India’s participation in G7 outreach summits is not new. Atal Bihari Vajpayee was the first Indian prime minister to attend. Manmohan Singh did so five times. Modi has been a regular presence. But this summit arrives in a uniquely difficult moment — and what Modi does with that moment will speak louder than any joint communiqué.
“After two days of public outrage, External Affairs Minister Jaishankar finally called Marco Rubio,” said Manish Anand, journalist and founder of the political and policy platform The Raisina Hills, in a recent video analysis. “But even that call was decoded by the diplomatic community as far too mild. The condemnation that was needed — a fierce, unambiguous denunciation of America’s attack on unarmed Indian civilians — simply didn’t come,” Anand added.

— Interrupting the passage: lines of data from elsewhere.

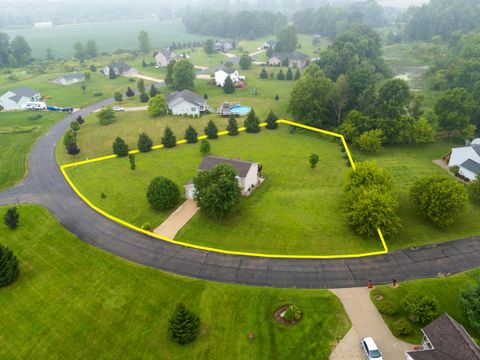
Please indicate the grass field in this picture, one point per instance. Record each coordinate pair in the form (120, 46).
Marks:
(288, 214)
(73, 301)
(109, 36)
(445, 290)
(14, 147)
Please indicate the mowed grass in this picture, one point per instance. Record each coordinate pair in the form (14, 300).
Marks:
(14, 147)
(296, 211)
(445, 290)
(109, 35)
(407, 165)
(73, 301)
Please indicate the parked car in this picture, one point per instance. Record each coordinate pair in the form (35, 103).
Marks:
(370, 349)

The US State Department’s readout of the Jaishankar-Rubio call made no mention of regret for the three Indian deaths. Instead, it doubled down: the American blockade in the Gulf of Oman would be enforced strictly, and any violators would face consequences. Three dead Indians apparently did not constitute grounds for an apology. They constituted a warning.

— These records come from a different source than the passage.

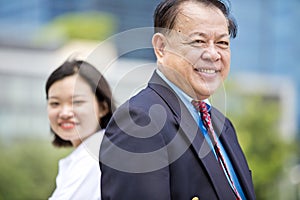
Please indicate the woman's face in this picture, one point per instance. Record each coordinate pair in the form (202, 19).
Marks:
(73, 109)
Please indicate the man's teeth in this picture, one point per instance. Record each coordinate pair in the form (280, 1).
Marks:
(208, 71)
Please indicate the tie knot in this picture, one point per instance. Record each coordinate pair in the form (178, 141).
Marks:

Anand places this failure in a longer, more troubling arc. “When Iranian naval personnel — who were in India as guests, attending a ceremony in Visakhapatnam — were killed by American strikes as they returned home, India did not strongly condemn it,” he noted. “The result is what you see today. Silence invites escalation. America will not stop if India does not speak,” he stressed.

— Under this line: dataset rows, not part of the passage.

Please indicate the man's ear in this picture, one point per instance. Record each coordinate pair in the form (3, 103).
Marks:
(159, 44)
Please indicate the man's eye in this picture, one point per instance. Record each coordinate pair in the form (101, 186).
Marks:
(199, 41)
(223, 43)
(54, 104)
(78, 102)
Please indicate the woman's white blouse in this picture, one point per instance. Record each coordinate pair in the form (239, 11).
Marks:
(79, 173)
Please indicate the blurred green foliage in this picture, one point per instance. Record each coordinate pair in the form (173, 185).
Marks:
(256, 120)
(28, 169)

The logic is sobering. India’s Indian Ocean neighbourhood — its zone of maritime influence — is now a theatre where the US Navy is firing missiles at commercial ships carrying Indian crew members. More than 18,000 Indian seafarers are currently working in the Gulf region. India’s maritime trade majorly moves through these waters. The stakes could not be higher — and yet New Delhi’s public language has remained, in Anand’s words, “soft, cautious, and carefully non-confrontational.”
“What is wrong is wrong. No reason can make it right,” Anand said bluntly, adding: “America firing missiles at unarmed people on commercial ships in what is effectively India’s maritime backyard — that needs to be called out in the strongest terms, at the United Nations and bilaterally. The MEA has not done that. And the United Nations, notably, has spoken more strongly than India’s own foreign ministry.”
The backdrop to Modi’s G7 trip is further complicated by the state of India-US ties under Trump’s second term. Trump has leaned conspicuously toward Pakistan during the India-Pakistan tensions of the past months. A European joint statement on the sidelines of a recent summit reportedly carried language on Jammu and Kashmir that aligned with Pakistan’s framing. The EU, Anand observed, appeared to be drifting toward Islamabad’s narrative when Kaja Kallas, the security chief of the bloc, was in Islamabad.
“The strategic autonomy India has spoken of for decades is now a question mark,” Anand said, adding: “Modi’s twelve years in office are being judged right now — on whether India can look a superpower in the eye and say: you killed our people, and that is unacceptable.”
The hardest diplomatic question Modi faces at G7 is not about tariffs or trade or technology partnerships. It is this: will he look Trump in the eye — as Anand says China would, without flinching — and demand accountability for three Indian lives? Or will the meeting produce a warm handshake and a joint statement that buries the Gulf of Oman under the language of partnership?
India’s answer, in the next 48 hours, will be heard long after the cameras have left France.
(Based on the monologue by Manish Anand for the YouTube channel of The Raisina Hills.)